The compliance payoff
This is where it gets concrete for an EMEA audience. DORA Article 28 wants you to manage and evidence ICT third-party risk, including the tools and services your agents reach. NIS2 Article 21 wants detection, response, and governance you can show. PCI DSS wants strict scoping and access control around anything near cardholder data, and it does not care how clever your agent is. The pattern across all three is the same: named identity, least privilege, enforced boundaries, and an audit trail that survives scrutiny.
Those are the exact controls the Anthropic framework puts at Foundation and Enterprise, and they're the ones the Solo stack provides natively. The value isn't any single feature. It's that the evidence comes from fewer places. One identity model, one policy surface for tool calls, one catalogue for what's allowed to run, one tracing pipeline. Fewer integrations means fewer data flows to diagram, fewer trust boundaries to justify, and a smaller pile of artefacts to assemble when the assessment lands. I've assembled that pile the hard way more times than I'd like. Anything that shrinks it is worth real money, and more importantly, worth real time during the weeks when time is the thing you don't have.
Here is the overlay in one view, each control area against the part of the stack that answers it:
| Control area | Where Solo answers it | What it enforces |
|---|---|---|
| Identity | Solo Enterprise for Istio (ambient) | A SPIFFE identity and mTLS per workload; services accept connections only from the callers a policy names. |
| Access & privilege | agentgateway | Per-tool CEL authorisation, on-behalf-of token exchange (RFC 8693) and short-lived tokens; the RBAC-to-ABAC move the framework charts. |
| Tool governance | agentgateway + agentregistry | Least agency enforced at the individual call; a signed, scored catalogue enforced at runtime; tool code run in a sandbox. |
| Observability | agentgateway | Built-in OpenTelemetry tracing across every tool call, the trail you need to catch tool chaining. |
| Input & output | agentgateway guardrails | Prompt-guard and PII guardrails on requests and responses, with human-in-the-loop on the calls that warrant it. |
| Integrity & recovery | kagent | Versioned, declarative agents via CRDs and GitOps; the same review and rollback discipline as any other workload. |
| Governance | agentregistry | A signed, scored catalogue as the source of truth, plus discovery of shadow AI running outside the approved set. |
The baseline keeps moving
The framework's closing point is the one I'd leave you with too. The tiers are not a finish line. The baseline moves, the way every compliance baseline I've worked to has moved, and the architectures that stay ahead are the ones where identity, tool governance, and lifecycle were designed to compose rather than bolted on after the first incident or the first failed audit.
That's the part of moving to Solo that's kept my attention. I spent years proving controls were in place across platforms that were never built with proving in mind. This stack was built with it in mind, and it lines up against an independent zero trust framework closely enough that the mapping nearly writes itself.
I'll publish the capability matrix with the full overlay separately, so you can hold it up against your own controls. If you're doing this work in a regulated EMEA shop, I'd like to hear where your mapping comes out differently from mine.
What I'd keep in mind
- Prefer controls that remove a capability over ones that only slow it down. An agentic attacker has nothing better to do than wait.
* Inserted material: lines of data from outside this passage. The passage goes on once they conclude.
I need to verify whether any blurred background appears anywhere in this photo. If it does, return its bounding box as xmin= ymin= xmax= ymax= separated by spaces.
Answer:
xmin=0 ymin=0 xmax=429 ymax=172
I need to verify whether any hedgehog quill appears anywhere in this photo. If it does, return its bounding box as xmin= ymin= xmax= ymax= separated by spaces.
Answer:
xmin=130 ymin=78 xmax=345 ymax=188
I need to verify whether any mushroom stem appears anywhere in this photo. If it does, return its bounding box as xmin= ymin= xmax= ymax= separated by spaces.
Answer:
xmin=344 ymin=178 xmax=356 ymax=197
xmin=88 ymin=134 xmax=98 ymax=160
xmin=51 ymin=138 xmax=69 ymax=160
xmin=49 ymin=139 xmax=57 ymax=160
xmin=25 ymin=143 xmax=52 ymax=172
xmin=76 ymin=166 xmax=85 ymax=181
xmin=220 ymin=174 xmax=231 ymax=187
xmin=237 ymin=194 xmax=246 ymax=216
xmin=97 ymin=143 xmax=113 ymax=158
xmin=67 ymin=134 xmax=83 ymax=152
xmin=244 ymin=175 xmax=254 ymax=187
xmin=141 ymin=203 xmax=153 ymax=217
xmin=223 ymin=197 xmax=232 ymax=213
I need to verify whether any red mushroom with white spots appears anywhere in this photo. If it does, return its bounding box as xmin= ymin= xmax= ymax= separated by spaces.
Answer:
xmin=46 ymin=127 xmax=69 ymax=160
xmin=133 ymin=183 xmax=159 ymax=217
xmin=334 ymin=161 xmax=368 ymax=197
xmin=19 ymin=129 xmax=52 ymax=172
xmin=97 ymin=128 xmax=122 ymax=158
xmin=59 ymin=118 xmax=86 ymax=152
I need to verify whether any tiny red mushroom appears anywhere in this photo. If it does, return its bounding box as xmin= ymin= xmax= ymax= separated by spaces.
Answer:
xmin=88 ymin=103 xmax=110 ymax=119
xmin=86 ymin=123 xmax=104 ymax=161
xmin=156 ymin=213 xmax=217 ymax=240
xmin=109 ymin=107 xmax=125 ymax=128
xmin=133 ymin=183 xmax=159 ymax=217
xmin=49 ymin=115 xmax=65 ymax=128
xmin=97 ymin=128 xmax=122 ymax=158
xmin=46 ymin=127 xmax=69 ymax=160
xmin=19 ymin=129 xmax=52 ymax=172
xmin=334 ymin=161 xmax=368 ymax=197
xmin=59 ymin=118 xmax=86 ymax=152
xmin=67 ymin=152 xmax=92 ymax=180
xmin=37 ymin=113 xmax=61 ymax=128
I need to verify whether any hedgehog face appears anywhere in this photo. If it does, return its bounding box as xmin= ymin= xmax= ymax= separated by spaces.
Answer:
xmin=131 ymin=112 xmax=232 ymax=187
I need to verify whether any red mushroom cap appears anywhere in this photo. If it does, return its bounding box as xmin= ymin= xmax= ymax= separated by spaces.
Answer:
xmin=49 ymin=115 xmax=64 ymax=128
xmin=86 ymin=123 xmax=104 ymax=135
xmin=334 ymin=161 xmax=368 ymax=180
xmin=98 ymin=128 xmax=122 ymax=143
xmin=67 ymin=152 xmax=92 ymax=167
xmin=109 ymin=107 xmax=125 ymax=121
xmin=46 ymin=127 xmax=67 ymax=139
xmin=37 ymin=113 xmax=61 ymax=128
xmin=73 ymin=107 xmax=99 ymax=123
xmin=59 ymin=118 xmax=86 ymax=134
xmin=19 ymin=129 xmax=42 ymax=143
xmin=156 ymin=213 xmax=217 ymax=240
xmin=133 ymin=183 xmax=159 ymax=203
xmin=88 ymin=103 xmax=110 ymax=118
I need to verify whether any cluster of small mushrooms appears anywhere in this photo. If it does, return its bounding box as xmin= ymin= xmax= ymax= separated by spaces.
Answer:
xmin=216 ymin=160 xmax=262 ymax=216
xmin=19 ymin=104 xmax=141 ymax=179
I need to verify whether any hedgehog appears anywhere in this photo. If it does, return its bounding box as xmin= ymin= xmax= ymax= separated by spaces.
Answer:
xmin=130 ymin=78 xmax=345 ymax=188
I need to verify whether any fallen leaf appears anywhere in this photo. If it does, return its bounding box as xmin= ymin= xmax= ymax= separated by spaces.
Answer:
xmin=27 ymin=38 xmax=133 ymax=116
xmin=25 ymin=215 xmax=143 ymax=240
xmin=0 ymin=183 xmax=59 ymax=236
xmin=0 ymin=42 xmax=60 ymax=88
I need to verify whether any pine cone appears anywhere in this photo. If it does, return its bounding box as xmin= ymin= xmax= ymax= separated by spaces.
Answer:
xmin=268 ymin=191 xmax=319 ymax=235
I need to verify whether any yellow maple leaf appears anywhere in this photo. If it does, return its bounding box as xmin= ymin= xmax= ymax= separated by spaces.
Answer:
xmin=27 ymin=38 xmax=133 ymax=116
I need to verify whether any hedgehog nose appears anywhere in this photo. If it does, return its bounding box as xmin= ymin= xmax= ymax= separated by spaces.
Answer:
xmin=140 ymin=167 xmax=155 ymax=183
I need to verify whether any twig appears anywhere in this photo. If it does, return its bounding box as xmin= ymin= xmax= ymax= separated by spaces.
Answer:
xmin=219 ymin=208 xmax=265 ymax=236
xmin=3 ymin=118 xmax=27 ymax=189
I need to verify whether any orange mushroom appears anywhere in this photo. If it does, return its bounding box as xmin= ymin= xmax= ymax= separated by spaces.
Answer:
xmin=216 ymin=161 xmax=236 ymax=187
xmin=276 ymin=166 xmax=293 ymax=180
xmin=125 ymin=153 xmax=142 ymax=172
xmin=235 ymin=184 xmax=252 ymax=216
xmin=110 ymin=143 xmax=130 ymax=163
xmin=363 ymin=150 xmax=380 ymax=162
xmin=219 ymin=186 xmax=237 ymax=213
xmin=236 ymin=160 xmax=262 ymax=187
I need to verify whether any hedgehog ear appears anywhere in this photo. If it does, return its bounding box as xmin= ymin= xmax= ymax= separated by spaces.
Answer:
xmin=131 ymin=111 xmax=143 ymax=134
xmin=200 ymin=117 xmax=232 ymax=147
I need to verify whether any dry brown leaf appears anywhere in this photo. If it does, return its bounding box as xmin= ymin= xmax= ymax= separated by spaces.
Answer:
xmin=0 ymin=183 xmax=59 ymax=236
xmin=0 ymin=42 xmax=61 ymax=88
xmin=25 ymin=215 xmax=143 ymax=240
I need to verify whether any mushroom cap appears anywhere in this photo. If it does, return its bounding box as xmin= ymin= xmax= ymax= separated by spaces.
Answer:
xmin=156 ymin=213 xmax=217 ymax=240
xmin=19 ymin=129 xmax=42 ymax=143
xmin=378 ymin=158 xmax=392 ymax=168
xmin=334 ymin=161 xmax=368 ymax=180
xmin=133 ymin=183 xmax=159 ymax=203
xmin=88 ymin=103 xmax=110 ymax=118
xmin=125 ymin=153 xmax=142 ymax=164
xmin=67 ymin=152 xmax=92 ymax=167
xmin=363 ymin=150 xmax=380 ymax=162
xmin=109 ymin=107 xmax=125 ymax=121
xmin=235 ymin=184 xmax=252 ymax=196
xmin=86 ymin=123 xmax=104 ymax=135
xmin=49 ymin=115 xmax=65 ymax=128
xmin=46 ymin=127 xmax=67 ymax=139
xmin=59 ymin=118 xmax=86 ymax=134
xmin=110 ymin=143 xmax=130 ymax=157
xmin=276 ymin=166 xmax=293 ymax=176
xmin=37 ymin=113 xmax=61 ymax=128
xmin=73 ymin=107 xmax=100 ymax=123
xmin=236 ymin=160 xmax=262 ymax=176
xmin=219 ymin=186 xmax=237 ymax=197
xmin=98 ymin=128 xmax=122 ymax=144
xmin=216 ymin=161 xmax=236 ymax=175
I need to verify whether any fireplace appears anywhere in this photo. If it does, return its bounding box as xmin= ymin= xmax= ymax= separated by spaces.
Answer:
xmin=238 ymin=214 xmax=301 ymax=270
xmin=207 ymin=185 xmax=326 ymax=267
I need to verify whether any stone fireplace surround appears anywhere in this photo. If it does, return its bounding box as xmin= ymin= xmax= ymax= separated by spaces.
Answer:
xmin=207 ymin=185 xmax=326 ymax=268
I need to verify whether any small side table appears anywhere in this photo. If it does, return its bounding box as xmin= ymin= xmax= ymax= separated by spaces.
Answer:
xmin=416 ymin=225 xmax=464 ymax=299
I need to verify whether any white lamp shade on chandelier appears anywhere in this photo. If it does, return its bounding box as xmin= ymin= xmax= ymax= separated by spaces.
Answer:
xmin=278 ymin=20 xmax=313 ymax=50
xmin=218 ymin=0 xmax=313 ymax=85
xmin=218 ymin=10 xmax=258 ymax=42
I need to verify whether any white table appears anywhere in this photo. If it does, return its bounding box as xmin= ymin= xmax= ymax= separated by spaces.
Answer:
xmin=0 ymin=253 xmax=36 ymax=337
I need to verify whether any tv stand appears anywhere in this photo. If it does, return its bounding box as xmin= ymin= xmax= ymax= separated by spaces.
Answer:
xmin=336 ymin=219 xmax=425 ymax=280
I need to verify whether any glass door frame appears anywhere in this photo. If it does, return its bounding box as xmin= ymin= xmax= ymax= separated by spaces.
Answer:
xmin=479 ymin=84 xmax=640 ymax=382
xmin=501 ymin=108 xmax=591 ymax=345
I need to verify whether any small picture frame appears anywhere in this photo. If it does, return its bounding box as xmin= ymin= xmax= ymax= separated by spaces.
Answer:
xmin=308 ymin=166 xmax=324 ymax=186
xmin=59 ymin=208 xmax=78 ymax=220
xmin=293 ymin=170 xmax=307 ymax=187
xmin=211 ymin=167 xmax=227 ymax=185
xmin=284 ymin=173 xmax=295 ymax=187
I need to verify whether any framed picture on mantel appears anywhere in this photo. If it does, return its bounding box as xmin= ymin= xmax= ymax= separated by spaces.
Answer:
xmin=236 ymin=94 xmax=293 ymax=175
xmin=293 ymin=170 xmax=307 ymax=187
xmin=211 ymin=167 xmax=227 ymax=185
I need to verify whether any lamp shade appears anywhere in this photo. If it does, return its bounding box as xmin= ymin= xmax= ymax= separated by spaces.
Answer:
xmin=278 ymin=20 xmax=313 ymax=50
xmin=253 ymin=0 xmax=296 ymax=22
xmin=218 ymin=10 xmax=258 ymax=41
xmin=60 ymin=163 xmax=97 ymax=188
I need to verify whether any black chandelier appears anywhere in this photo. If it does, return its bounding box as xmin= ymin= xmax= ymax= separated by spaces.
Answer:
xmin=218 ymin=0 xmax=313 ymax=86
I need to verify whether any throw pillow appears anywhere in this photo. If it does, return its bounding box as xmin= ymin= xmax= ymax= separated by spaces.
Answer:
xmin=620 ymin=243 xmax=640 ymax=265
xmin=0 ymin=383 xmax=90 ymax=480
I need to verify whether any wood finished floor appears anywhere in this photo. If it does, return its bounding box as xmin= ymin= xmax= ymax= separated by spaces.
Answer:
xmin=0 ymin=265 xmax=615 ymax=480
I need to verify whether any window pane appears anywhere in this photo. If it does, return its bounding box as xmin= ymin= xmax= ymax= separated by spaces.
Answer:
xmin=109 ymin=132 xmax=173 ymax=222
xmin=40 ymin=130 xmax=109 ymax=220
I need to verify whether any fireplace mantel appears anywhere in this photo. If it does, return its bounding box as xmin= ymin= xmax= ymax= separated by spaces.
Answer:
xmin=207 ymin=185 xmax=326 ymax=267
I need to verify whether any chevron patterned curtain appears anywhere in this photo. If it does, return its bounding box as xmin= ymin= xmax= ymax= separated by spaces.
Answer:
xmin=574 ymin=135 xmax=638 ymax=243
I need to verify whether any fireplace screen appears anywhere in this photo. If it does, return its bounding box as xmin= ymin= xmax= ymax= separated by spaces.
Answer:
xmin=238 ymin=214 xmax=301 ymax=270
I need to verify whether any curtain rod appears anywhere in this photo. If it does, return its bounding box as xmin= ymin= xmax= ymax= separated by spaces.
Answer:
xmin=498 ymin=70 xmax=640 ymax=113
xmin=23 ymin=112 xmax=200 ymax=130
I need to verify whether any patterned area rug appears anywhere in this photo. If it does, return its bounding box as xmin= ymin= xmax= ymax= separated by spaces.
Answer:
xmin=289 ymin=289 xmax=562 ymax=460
- Authorise the tool call, not just the scope. Least agency is the unit that actually fits agents.
- Make identity cryptographic and per-workload before you reach for a network rule. The framework is blunt that segmentation is only a backstop.
- Keep the evidence in few places. Fewer products means fewer data flows to diagram when the assessment lands.
- The baseline moves. Build so identity, tool governance and lifecycle compose, because today's Advanced becomes tomorrow's Enterprise.